At a time when the looming question of rent control and worries about environmental building standards have many real estate investors shying away from the Bay State, one of Germany’s largest real estate development firms is instead placing a big bet.
Hamburg-based Garbe, a real estate developer, operator, and investor with more than $17 billion in assets under management, has formed a joint venture partnership with Boston-based Berkeley Investments to create Berkeley Garbe LLC. Garbe has 21 offices in 14 countries, including Singapore and the United Arab Emirates, and the Berkeley joint venture represents the firm’s entrance into the US.
For Young Park, the deal is both a legacy moment and succession plan. Since Park founded Berkeley in 1991, the firm has developed more than 17 million square feet of space. That includes investing in a portfolio of brick-and-beam warehouses in Boston’s Fort Point neighborhood, converting the former Waltham Watch Co. factory into 163 lofts, and creating a 350,000-square-foot life-science laboratory with ground-floor retail across the street from the Malden Center Orange Line station.
Garbe, meanwhile, manages some 85 million square feet across the globe, and has 600 workers to Berkeley’s 18 local employees. Pairing Garbe’s resources with Berkeley’s local expertise, Park said, will serve as a potential “springboard to a much larger role in the real estate market in Boston.”

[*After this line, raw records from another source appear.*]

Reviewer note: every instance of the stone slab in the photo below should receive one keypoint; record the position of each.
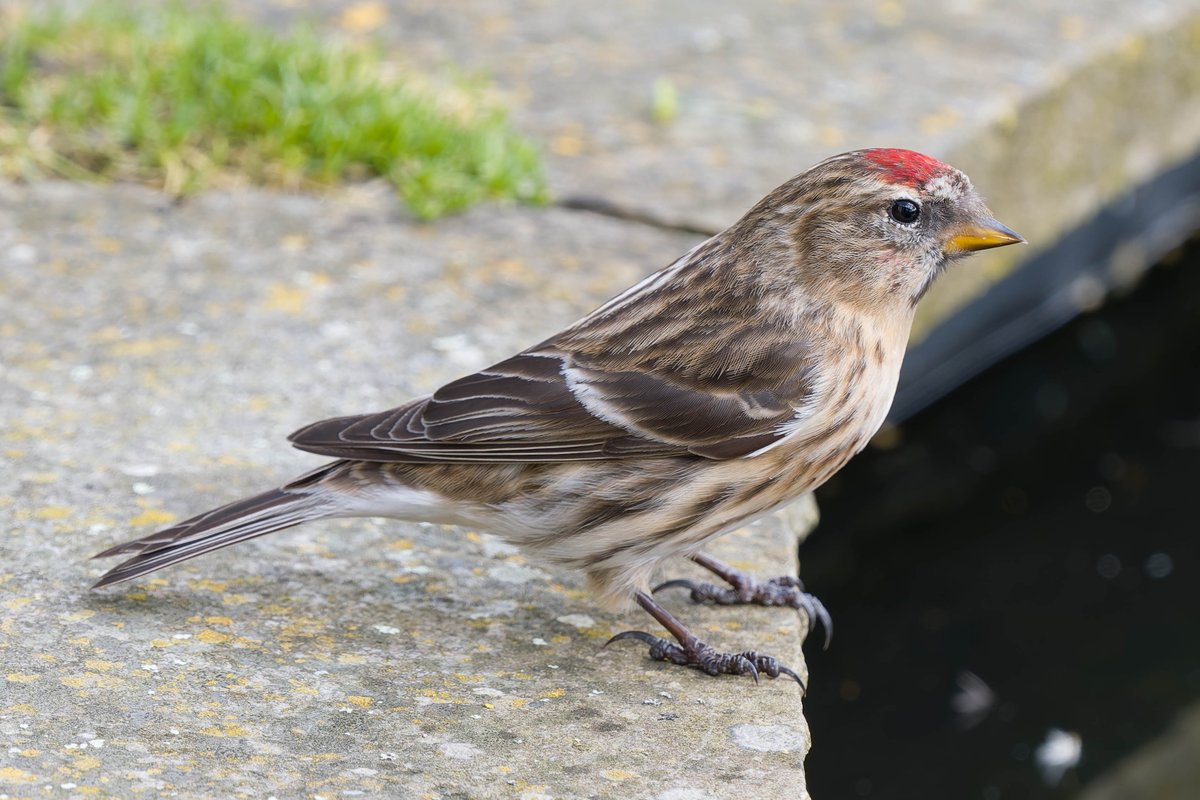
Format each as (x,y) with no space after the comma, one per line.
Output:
(154,358)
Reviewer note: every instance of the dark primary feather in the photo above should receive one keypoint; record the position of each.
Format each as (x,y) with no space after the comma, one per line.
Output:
(661,378)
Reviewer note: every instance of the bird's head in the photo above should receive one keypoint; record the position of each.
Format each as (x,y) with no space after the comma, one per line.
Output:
(877,226)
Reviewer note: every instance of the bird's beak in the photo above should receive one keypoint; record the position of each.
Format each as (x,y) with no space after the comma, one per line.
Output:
(982,234)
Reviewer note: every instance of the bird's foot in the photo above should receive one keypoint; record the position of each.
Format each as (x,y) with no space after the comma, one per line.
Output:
(689,651)
(744,590)
(709,660)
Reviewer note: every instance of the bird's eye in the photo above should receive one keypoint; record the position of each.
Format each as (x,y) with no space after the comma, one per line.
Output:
(905,211)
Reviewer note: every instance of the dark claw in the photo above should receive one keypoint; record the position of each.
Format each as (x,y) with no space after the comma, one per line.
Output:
(678,583)
(785,590)
(703,657)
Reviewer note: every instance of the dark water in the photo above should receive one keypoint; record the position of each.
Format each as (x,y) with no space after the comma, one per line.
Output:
(1038,528)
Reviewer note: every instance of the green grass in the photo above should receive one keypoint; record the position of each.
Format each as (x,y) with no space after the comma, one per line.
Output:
(186,98)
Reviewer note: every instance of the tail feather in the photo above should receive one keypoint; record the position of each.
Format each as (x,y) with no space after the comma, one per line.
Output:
(229,524)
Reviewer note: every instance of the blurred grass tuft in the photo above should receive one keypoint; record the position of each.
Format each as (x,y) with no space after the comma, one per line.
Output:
(190,97)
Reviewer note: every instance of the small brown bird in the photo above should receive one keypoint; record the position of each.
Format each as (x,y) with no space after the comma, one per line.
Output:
(714,391)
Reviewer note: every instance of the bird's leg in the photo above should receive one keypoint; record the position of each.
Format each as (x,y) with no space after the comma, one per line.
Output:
(743,589)
(690,651)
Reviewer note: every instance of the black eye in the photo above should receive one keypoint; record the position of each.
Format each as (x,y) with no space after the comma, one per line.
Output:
(905,211)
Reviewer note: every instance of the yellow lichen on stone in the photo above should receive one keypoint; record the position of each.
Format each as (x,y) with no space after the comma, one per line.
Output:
(153,517)
(13,775)
(287,299)
(209,636)
(22,678)
(52,512)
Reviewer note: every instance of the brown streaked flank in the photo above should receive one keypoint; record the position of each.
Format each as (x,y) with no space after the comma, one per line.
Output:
(709,394)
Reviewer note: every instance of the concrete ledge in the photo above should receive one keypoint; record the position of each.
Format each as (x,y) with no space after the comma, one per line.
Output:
(154,358)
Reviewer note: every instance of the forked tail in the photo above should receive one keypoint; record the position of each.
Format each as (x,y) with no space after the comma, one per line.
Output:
(229,524)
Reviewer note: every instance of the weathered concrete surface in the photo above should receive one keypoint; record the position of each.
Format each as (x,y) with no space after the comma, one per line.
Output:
(153,360)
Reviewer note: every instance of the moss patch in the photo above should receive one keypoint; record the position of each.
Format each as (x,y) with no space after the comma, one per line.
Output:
(186,97)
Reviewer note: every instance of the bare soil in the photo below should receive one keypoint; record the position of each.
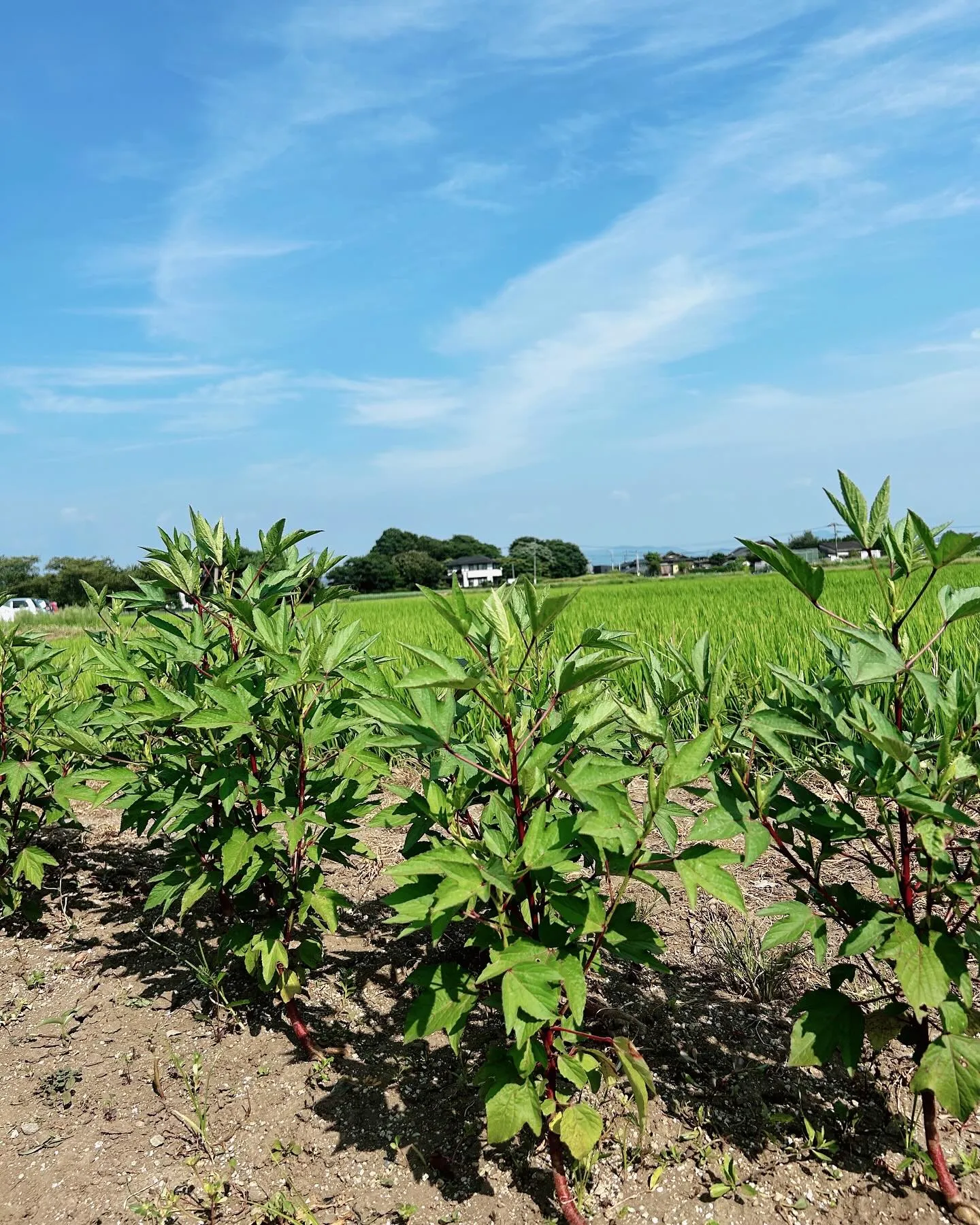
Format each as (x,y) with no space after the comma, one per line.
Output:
(99,1010)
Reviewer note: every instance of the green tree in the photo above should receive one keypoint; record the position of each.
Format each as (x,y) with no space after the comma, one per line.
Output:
(805,540)
(531,548)
(64,578)
(416,569)
(395,540)
(373,572)
(18,575)
(568,560)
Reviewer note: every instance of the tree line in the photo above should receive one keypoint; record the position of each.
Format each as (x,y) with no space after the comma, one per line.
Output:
(401,560)
(398,560)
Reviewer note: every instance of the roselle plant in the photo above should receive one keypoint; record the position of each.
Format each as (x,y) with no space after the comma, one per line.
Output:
(237,700)
(43,744)
(523,832)
(866,783)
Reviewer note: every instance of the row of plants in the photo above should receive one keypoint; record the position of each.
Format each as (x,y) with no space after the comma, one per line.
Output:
(254,733)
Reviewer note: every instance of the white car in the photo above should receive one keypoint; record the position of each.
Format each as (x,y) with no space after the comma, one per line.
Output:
(18,604)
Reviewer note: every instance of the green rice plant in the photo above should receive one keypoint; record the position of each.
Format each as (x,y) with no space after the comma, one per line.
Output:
(892,733)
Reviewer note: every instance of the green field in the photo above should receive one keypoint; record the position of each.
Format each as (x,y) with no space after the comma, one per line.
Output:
(760,615)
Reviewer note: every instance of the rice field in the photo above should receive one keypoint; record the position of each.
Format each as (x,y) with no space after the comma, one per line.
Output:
(760,617)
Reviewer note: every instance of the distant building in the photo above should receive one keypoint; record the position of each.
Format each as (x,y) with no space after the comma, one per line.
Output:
(845,549)
(673,564)
(474,571)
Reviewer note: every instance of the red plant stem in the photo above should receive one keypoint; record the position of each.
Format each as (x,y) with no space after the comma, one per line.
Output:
(519,811)
(563,1191)
(301,1032)
(904,842)
(578,1033)
(947,1182)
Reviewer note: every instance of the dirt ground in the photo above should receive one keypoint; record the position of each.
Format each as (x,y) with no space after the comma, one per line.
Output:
(125,1096)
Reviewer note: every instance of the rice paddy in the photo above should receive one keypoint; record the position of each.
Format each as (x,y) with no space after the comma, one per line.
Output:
(760,618)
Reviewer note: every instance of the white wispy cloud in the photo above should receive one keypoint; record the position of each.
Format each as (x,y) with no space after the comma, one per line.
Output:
(470,183)
(176,397)
(749,200)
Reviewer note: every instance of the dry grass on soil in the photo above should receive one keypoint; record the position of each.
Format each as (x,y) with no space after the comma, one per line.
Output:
(98,1122)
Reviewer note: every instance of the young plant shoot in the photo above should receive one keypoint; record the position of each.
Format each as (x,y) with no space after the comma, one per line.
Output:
(523,831)
(883,849)
(235,687)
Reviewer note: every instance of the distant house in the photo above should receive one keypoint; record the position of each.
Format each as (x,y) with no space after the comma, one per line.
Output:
(474,571)
(845,551)
(673,563)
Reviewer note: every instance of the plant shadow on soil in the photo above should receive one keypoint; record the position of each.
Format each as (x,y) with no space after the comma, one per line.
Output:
(718,1061)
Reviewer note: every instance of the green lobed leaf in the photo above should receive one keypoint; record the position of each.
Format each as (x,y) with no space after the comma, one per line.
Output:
(580,1127)
(828,1022)
(951,1068)
(510,1105)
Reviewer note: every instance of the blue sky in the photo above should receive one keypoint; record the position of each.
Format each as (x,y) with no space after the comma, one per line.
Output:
(612,270)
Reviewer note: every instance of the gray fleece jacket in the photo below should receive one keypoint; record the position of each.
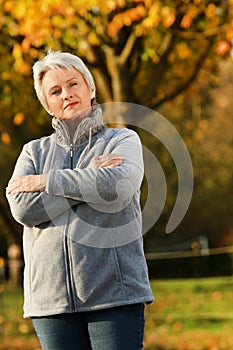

“Our competitive advantage will be high,” he said. “We’re very, very excited about the growth potential.”

Park and Christopher Garbe, managing partner of Garbe, declined to specify financial terms, or say precisely how much money Garbe earmarks for investment here. The firms first began working together in the early 2000s, with Garbe and affiliates doing deals with Berkeley in excess of $1 billion — investing in ground-up development, repositioning existing properties, adaptive reuse projects, and more.
In Park and Berkeley, Garbe found a working relationship that was trustworthy, fair, and reliable — all necessary components for a longtime partnership, he said.
“Joint ventures are structured on the basis that you want to do repeat business, because if it’s only for one project, it’s never going to work,” Garbe said. “This relationship, and that joint venture, is quite the opposite of a false marriage.”
The Boston venture will concentrate on industrial, multifamily, and renewable energy and decarbonization, a three-prong approach to real estate the company has dubbed “sheds, beds, and infrastructure.” Garbe is a frequent development partner of e-commerce behemoth Amazon and has built apartment buildings in major cities throughout Europe. The firm’s growing sustainability business line has focused on rooftop solar photovoltaic panels, and Garbe also developed a data center in its home country for Google.
Berkeley has developed flexible light industrial space and multifamily housing, but has little experience with infrastructure and logistics work. The new venture will function as a real estate operating company — developing property, securing financing, locating sites, negotiating a purchase — and is on the lookout for opportunities across New England.
“It’s an LLC, and we will continue to manage the operation of all the legacy projects,” Park said. “The idea is to really expand our footprint.”

While Garbe is “fully aware” of market pressures in Massachusetts and Boston, he likes the region’s strong underlying real estate fundamentals. Garbe intends to stick around for the long term, he said, and would be open to opportunities in other US markets if the Boston deal goes according to plan. Beyond the decades-long working relationship, Garbe considers Berkeley and Park “very, very competent” real estate operators with “deep market insights.”
“That’s all the recipe to work together, even in challenging and maybe disadvantageous markets,” Garbe said. “The advantages outweigh the disadvantages by a mile. For us this is a really, really good test case to enter the US market.”
Berkeley Garbe LLC will continue growing its Greater Boston and Massachusetts presence, Park said, looking to areas around Worcester for modern flex or warehouse space and to towns with favorable MBTA Communities plans for multifamily projects. It also considers southern New Hampshire a promising submarket, and could eventually branch out to Connecticut or as far as New Jersey.
“For Garbe, and for a number of German investors, they’re saying: ‘We’re going to pinch our nose and live for the next couple of years, but we think that Boston is a really good bet for us,’” Park said. “It’s really a testimonial to believing that, ultimately, education and the belief in a sustainable future, and in an economic climate that’s based on rules are going to prevail. To them, they view Boston not with the same set of eyes as a lot of equity investors.”